Etwa 2.600 umFs sind laut Innenministerium zurzeit in Österreich registriert. Nicht einmal die Hälfte davon - rund 1.200 Personen - lebt in auf ihre Bedürfnisse abgestimmten Betreuungseinrichtungen. Der Rest ist übergangsweise in nicht-jugendgerechten Erstaufnahmezentren untergebracht, so Flüchtlingswerk-Geschäftsführerin Eva Kern im Gespräch mit "Kathpress" am Donnerstag. Neue Heime zu eröffnen sei schwierig, oft fehle es an geeigneten Immobilien und am Geld für die Adaption der Gebäude.

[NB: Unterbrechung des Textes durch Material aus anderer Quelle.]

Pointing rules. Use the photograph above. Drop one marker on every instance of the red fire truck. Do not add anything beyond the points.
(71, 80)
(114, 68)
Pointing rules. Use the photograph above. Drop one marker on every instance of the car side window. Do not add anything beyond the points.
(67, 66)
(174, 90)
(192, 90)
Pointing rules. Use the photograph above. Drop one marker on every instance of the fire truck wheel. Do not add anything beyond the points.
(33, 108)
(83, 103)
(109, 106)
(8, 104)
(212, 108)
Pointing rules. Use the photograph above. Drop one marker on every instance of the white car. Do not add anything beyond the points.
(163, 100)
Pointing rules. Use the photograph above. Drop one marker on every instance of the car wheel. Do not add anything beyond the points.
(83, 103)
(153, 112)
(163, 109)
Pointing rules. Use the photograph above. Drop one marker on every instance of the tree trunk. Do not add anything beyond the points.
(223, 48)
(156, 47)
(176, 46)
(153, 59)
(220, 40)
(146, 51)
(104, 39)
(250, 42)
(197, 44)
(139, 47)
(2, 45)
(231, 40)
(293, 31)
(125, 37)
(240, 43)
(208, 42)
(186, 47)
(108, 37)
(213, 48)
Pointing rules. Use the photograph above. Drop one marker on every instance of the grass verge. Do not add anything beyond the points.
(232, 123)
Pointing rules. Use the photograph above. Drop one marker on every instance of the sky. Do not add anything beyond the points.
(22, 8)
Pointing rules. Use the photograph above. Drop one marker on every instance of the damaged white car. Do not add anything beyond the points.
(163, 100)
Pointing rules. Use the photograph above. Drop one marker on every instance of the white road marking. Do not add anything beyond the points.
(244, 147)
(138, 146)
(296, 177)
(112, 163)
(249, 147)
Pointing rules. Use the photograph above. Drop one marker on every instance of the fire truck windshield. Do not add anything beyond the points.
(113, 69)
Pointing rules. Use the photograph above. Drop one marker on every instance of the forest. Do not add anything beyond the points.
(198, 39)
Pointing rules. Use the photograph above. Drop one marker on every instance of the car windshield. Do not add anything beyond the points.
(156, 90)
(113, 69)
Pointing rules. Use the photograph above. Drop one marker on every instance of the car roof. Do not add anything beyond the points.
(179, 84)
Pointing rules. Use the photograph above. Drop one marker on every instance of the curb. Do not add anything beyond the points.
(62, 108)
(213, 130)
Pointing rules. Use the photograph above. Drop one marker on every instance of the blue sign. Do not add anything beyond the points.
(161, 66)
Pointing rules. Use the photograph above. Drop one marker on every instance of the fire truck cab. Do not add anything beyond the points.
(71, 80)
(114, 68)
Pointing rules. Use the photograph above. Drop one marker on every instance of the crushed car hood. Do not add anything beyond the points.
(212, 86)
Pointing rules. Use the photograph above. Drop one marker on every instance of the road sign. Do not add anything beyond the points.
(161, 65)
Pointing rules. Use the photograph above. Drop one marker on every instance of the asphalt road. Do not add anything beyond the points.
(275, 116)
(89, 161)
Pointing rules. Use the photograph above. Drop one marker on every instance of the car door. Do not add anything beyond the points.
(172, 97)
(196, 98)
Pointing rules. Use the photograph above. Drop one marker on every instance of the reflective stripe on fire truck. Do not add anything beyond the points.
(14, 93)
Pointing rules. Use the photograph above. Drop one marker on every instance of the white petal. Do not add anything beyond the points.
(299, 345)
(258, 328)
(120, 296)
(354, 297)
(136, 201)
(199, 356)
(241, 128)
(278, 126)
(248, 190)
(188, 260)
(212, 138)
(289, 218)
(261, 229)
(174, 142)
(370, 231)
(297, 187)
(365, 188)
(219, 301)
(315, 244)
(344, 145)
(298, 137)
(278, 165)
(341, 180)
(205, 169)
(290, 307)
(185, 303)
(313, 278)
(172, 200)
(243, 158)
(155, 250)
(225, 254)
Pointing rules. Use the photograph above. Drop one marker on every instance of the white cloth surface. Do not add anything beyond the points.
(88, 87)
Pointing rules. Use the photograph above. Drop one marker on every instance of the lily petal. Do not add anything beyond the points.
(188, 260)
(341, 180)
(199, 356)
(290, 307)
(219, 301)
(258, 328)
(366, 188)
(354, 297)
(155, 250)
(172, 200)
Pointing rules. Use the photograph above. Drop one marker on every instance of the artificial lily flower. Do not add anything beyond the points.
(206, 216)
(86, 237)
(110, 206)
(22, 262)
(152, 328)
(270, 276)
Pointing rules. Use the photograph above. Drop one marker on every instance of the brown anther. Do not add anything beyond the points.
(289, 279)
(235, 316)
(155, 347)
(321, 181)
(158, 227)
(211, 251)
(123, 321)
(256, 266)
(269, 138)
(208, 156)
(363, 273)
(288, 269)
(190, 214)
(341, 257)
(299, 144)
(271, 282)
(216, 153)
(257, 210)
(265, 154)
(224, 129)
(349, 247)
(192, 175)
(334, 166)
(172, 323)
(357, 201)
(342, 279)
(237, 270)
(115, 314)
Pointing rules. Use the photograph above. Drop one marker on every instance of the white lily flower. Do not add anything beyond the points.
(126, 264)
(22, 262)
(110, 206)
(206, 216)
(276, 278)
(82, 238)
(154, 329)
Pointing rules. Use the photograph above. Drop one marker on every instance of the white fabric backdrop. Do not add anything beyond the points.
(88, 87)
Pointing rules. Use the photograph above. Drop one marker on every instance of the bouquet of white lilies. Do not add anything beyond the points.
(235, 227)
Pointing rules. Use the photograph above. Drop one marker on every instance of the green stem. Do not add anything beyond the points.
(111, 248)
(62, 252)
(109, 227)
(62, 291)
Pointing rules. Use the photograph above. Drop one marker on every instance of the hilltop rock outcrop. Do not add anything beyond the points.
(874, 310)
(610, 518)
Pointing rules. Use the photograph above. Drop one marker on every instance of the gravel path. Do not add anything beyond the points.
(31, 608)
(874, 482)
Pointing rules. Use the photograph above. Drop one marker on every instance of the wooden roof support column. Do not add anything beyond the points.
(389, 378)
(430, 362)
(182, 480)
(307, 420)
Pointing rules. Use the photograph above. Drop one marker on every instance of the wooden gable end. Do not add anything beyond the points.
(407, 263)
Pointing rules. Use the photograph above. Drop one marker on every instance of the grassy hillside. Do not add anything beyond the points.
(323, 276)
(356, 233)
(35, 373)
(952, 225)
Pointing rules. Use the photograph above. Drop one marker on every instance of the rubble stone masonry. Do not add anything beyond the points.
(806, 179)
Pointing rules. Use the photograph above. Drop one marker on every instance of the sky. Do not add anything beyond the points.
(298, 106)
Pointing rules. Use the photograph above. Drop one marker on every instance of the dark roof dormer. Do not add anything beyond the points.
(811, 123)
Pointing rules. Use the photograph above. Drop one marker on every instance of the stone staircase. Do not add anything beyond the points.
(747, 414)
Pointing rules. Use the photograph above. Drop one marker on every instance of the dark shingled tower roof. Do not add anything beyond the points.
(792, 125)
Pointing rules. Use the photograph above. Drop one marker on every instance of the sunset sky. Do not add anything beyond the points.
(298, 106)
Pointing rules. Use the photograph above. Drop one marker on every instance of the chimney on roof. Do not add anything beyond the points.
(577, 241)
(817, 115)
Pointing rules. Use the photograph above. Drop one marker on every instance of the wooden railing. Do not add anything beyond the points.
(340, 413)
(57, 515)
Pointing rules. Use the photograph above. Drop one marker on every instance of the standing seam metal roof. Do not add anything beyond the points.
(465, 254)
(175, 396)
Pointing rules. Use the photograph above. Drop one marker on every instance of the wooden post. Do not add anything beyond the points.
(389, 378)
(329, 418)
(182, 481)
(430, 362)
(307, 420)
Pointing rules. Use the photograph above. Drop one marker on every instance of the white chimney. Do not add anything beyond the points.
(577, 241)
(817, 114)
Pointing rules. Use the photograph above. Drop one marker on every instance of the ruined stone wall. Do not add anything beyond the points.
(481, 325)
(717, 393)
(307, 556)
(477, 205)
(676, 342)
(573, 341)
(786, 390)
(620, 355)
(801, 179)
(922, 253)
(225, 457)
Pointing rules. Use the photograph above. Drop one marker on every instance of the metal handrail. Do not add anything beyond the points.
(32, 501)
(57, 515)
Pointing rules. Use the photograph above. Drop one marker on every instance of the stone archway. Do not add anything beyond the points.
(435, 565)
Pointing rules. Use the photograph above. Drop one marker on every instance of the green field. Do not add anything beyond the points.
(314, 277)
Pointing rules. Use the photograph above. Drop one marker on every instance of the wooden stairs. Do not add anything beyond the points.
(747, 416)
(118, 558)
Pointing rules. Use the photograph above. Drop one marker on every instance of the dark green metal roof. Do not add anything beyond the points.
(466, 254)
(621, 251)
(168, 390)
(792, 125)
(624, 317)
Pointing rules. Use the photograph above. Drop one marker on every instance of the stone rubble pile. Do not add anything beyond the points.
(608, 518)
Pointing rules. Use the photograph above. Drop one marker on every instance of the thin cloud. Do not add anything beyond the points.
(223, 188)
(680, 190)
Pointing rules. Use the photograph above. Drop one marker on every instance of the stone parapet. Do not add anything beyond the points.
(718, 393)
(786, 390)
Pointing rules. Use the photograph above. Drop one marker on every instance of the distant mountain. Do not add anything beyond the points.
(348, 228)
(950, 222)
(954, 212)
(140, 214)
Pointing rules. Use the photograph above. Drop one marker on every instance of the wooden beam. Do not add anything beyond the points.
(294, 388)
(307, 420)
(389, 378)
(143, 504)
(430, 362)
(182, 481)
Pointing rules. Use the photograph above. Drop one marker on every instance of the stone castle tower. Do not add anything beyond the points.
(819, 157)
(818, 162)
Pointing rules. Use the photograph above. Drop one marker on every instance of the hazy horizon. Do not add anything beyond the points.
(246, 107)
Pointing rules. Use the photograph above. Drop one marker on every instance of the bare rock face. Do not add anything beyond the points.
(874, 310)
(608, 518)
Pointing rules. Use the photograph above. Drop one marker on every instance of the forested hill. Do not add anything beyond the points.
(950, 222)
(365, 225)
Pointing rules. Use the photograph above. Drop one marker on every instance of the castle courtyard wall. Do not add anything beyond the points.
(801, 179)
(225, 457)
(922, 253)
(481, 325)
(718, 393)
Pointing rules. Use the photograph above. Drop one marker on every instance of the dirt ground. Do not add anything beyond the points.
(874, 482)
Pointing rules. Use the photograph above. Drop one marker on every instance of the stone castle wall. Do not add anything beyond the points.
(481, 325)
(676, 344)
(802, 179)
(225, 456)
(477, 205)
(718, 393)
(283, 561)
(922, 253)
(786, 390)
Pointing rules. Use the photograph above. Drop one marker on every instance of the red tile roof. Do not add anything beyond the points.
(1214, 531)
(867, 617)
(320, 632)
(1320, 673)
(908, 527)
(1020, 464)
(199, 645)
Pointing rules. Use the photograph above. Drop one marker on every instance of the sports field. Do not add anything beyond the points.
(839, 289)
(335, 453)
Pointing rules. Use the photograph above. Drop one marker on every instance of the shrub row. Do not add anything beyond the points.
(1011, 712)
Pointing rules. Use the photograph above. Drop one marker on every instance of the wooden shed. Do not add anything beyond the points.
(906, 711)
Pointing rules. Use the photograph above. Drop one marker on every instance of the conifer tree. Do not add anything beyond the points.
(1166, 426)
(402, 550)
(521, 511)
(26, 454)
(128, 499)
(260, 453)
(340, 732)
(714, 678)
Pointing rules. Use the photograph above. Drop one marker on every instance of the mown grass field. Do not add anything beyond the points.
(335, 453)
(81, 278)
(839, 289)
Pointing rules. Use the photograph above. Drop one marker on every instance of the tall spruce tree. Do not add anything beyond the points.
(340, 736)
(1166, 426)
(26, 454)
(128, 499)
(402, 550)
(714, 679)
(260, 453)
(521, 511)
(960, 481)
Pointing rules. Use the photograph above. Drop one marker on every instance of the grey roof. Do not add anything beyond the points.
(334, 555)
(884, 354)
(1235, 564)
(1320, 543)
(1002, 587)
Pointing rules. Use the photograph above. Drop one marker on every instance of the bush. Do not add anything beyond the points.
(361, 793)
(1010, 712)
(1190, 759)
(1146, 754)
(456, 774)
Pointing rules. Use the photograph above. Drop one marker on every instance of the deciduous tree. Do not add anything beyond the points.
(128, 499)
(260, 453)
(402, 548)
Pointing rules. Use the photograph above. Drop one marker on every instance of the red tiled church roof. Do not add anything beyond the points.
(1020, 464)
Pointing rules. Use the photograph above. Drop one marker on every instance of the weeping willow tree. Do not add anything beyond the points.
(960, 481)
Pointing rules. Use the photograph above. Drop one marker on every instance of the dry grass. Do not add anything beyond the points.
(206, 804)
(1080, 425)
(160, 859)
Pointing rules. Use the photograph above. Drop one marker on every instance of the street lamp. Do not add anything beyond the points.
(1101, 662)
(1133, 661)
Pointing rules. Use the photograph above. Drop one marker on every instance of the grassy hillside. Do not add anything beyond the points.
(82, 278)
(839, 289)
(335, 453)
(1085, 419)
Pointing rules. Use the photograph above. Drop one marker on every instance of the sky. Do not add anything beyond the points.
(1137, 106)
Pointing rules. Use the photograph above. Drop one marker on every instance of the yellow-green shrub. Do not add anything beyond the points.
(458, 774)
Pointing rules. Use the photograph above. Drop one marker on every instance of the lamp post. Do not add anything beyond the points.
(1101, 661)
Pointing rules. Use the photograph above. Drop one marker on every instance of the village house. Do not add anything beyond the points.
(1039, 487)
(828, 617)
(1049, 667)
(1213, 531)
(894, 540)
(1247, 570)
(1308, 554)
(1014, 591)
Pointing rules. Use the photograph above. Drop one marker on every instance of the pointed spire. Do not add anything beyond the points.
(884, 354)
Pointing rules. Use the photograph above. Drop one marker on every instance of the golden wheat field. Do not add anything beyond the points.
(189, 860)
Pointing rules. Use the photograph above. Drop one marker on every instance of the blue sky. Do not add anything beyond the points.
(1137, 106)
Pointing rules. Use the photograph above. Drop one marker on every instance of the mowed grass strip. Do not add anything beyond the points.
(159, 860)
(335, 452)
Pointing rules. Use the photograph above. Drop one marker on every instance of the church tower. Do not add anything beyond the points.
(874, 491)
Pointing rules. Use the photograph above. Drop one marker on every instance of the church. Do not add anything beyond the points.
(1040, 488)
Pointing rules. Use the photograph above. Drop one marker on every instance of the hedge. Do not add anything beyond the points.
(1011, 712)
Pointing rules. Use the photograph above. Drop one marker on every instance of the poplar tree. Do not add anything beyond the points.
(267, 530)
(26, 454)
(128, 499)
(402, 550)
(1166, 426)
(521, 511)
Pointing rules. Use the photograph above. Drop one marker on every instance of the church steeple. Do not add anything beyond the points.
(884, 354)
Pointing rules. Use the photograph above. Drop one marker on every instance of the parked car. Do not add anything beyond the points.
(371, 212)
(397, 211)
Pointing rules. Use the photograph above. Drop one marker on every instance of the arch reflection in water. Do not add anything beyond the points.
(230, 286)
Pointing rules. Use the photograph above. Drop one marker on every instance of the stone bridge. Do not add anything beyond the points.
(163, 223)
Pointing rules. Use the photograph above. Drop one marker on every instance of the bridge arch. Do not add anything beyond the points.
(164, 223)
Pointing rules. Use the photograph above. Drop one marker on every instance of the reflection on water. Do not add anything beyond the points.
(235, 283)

In den beiden Wohnheimen des Flüchtlingswerks, im Haus Abraham im 23. Bezirk und im Haus Noemi im 4. Wiener Bezirk, leben zurzeit insgesamt 26 männliche umFs. Die jungen Burschen sind zwischen 14 und 18 Jahre alt und kommen aus Afghanistan, Somalia, Syrien und dem Irak. Gemeinsam ist ihnen die oft gefährliche, Wochen andauernde Flucht aus ihren Heimatländern. Mostafas Flucht begann 2011 in seiner Heimatstadt Herat im Westen von Afghanistan. Schutzgelderpressungen und die Entführung des Vaters durch die Taliban hatten die Flucht der Familie nötig gemacht.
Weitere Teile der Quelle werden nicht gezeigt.